Не есть ли мы - "я" в "Я* ?
Как все страшно и безжалостно устроено.
(в лесу).
* * *
Есть ли жалость в мире? Красота - да, смысл - да. Но жалость?
Звезды жалеют ли? Мать - жалеет: и да будет она выше звезд.
(в лесу).
* * *
Жалость - в маленьком. Вот почему я люблю маленькое.
(в лесу).
* * *
Писательство есть Рок. Писательство есть fatum. Писательство есть несчастие.
(Змая 1912 г.).
...и, может быть, только от этого писателей нельзя судить страшным судом... Строгим-т их все-таки следует судить.
(4 мая 1912 г.).
1 р. 50 к.
- Я тебе, деточка, переложу подушку к ногам. А то от горячей печи голова разболится.
- Хорошо, папа. Но поставь стул (к изголовью). Поставил.
И, улыбаясь, поднялась и, вынув что-то из-под подушки, бросила на решетку стула серебряный рубль.
- Я буду на него смотреть.
Я уже догадался: "рубль" мамочка дала, чтобы было "терпеливее" лежать.
Больна. 11 или 12 лет.
Варя* в саду так и старается. Метлой больше себя сметает по дорожкам и перед балконом листья, бумажки и всякий сор, - чтобы бросить в яму.
- Хорошо, Варя.
Подняла голову. Вся красивая. Волосы как лен. Огромные серые глаза, с прелестью вечного недоумения в них, подпольного проказничества, и смелости. И чудный (от работы) румянец на щеках.
13 лет.
Это она зарабатывает свой полтинник. Больная мама говорит мне с кушетки:
- Ну, все-таки и моцион на воздухе.
Трем удовольствие, и всего обошлось в 1 р. 50 к.
Варю Таня* (старшая, с нею в одной школе) зовет "белый коняшка" или "белый конек". Она в самом деле похожа на жеребеночка. Вся большая, веселая, энергичная, - и от белых волос и белого цвета кожи ее прозвали "белым конем".
Это когда-то давно-давно, когда все были крошечные и в училища еще ни одна не поступала, - я купил, увидя на окне кондитерской на Знаменской (была страстная неделя) зверьков из папье-маше. Купил слона, жирафу и зебру. И принес домой, вынул "секретно" из-под пальто и сказал:
- Выбирайте себе по одному, но такого зверя, чтобы он был похож на взявшего.

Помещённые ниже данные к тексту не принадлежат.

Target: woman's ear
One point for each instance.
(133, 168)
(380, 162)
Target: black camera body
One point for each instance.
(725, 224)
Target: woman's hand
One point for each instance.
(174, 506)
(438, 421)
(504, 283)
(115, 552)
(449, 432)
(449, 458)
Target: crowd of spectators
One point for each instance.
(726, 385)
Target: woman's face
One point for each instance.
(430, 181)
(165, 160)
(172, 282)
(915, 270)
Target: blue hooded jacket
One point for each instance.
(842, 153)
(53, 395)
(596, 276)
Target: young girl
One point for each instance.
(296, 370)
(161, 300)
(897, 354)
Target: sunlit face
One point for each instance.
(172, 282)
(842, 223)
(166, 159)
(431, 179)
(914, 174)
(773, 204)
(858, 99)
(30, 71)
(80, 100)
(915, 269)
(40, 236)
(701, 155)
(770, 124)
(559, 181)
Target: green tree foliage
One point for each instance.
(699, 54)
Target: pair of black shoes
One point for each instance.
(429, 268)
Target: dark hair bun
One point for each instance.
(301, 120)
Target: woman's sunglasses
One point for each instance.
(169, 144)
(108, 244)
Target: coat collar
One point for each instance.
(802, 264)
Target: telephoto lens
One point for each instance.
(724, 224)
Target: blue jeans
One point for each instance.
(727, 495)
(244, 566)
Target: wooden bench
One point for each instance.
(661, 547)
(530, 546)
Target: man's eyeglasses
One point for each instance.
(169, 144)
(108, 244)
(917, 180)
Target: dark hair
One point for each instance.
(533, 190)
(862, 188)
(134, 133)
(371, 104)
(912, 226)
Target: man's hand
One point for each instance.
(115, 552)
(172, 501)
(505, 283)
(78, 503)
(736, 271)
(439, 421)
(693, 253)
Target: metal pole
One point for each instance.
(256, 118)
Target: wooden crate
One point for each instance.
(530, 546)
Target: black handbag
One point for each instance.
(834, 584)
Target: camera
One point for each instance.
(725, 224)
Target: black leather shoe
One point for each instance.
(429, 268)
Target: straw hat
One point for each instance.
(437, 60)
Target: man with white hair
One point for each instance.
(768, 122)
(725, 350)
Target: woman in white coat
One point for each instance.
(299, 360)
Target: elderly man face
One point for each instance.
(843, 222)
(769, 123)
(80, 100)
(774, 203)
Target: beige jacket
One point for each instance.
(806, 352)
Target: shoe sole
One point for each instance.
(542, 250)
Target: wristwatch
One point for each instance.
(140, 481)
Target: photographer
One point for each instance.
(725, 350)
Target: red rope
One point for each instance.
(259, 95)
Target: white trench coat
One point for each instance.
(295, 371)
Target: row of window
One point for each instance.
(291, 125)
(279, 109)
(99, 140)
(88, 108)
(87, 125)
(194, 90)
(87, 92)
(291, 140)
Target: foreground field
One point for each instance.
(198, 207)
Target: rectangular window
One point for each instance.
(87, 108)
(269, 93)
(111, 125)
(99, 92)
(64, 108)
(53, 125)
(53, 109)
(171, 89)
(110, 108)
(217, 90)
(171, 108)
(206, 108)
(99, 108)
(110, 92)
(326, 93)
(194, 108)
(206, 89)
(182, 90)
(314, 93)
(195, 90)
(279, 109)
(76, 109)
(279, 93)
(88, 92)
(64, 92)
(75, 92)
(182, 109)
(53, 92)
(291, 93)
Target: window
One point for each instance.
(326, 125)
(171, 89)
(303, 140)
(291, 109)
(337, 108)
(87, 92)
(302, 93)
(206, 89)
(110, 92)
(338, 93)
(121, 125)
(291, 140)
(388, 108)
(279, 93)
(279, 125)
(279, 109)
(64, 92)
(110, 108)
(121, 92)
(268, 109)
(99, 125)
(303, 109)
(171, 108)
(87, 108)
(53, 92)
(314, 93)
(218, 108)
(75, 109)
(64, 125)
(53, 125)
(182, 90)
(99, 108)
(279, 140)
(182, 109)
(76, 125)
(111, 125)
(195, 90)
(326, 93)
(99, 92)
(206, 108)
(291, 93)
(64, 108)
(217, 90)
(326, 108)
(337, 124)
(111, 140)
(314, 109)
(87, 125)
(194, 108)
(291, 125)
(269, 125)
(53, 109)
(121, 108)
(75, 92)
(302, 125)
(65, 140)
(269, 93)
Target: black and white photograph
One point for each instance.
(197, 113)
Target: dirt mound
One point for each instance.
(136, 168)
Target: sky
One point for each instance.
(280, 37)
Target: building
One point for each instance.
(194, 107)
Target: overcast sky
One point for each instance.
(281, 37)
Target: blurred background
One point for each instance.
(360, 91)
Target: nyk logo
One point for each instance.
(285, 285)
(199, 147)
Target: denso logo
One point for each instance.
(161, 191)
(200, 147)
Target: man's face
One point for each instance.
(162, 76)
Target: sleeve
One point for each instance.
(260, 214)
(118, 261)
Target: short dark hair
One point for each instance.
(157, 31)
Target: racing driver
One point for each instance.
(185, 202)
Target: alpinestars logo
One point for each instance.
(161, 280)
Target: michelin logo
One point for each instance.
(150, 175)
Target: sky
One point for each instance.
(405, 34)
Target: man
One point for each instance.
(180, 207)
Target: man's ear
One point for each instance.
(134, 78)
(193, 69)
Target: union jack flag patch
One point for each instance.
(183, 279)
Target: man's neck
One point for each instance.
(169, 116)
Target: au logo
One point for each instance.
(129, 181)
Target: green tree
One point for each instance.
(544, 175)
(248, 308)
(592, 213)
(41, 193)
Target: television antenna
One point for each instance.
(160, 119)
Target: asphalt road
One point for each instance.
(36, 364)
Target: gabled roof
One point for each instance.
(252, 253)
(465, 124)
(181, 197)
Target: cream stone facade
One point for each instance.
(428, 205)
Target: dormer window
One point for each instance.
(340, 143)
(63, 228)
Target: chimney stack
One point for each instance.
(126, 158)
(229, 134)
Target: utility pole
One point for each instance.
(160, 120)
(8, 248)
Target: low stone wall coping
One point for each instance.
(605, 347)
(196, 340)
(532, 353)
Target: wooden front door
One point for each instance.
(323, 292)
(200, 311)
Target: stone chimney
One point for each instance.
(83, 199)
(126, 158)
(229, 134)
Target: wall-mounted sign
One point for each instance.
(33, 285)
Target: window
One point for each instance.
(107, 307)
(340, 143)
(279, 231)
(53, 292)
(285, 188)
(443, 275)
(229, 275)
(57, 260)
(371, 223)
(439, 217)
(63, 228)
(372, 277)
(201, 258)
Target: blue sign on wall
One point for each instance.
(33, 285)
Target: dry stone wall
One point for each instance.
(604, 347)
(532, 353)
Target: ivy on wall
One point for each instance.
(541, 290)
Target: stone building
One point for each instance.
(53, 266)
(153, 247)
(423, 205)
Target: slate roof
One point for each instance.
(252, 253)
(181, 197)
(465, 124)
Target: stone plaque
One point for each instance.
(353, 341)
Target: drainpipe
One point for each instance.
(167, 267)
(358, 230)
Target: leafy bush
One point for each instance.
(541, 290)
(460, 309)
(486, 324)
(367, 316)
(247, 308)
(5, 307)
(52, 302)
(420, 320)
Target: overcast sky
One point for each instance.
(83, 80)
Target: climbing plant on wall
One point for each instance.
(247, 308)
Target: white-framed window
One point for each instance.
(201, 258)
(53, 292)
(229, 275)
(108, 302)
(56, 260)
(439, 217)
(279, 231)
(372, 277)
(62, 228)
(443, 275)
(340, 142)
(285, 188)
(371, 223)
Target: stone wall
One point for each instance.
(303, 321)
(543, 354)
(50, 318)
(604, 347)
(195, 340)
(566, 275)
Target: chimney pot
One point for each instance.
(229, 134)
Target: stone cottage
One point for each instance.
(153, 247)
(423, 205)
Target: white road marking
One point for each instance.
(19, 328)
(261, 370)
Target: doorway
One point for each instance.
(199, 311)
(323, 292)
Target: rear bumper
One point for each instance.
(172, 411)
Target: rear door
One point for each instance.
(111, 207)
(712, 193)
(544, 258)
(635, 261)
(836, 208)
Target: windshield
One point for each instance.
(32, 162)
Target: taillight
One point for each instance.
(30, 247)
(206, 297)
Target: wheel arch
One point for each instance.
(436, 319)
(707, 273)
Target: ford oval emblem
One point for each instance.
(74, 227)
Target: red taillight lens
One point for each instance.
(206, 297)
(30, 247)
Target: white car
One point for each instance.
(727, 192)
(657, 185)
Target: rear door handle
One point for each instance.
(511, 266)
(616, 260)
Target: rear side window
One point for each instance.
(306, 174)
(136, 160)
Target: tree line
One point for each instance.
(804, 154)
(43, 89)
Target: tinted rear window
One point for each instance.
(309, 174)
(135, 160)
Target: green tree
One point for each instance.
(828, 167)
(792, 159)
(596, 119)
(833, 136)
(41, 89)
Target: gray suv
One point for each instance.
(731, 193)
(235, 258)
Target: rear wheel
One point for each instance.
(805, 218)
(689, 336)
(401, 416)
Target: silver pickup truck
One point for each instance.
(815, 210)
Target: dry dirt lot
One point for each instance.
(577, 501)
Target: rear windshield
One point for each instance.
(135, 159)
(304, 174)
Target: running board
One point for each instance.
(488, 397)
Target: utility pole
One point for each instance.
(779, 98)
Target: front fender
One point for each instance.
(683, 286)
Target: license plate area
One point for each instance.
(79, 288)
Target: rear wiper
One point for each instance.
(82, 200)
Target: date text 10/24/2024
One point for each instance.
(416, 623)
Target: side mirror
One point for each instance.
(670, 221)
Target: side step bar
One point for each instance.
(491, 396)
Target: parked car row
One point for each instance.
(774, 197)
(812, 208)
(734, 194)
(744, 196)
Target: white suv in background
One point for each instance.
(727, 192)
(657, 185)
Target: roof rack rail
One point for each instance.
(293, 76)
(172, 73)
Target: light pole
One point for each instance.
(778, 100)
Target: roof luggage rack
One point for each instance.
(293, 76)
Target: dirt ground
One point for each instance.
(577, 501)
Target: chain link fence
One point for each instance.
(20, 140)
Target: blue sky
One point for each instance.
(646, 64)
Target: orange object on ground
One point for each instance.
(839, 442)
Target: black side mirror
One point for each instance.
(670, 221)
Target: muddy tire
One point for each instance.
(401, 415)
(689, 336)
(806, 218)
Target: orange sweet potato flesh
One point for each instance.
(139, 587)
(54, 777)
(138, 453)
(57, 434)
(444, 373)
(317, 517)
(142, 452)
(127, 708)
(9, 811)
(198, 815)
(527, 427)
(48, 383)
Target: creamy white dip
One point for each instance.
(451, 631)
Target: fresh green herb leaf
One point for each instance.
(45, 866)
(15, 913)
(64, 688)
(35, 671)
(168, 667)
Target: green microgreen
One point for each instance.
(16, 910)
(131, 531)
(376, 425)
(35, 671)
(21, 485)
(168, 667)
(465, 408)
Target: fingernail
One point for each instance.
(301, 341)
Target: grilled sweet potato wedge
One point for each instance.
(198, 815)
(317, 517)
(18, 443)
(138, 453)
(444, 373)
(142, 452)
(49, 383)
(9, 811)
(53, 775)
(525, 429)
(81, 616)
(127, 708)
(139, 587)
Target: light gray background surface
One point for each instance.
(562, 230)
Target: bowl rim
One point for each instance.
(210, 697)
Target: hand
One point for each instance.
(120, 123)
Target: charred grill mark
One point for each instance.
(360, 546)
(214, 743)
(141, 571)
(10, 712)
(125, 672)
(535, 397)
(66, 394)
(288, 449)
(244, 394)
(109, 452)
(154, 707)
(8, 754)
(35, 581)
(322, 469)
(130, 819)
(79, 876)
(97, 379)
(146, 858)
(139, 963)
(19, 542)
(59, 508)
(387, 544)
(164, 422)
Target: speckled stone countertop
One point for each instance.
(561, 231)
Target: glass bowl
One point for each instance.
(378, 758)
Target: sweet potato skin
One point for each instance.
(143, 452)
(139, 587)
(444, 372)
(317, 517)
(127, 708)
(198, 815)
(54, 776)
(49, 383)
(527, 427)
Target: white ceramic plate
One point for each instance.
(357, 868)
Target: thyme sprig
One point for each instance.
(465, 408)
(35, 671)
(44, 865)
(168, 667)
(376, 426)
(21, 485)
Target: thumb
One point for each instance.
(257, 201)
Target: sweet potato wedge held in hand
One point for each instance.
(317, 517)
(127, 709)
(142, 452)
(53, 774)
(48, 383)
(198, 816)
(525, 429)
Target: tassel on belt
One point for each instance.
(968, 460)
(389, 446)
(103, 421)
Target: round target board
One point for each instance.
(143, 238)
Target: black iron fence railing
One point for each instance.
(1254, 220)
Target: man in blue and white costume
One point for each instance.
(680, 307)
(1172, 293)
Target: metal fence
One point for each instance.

Они, минуту смотря, схватили:
Толстенькая и добренькая Вера* с милой улыбкой
- слона.
Зебру, - шея дугой и белесоватая щетинка на шее торчит кверху (как у нее стриженые волосы)
- Варя.
А тонкая, с желтовато-блеклыми пятнышками, вся сжатая и стройная жирафа досталась
- Тане.
Все дети были похожи именно на этих животных, и в кондитерской я оттого и купил их, что меня поразило сходство по типу, по духу.
Еще было давно: я купил мохнатую собачонку, пуделя. И, не говоря ничего дома, положил под подушку Вере, во время вечернего чая. Когда она пошла спать, то я стал около лестницы, отделенной лишь досчатой стеной от их комнаты. Слышу:
- Ай!
- Ай! Ай! Ай!
- Что это такое? Что это такое?
Я прошел к себе. Не сказал ничего, ни сегодня, ни завтра. И на слова: "Не ты ли положил?" - отвечал что-то грубо и равнодушно. Так она и не узнала, как, что и откуда.
* * *
Толстой был гениален, но не умен*. А при всякой гениальности ум все-таки "не мешает".
* * *
Ум, положим, - мещанинишко, а без "третьего элемента" все-таки не проживешь.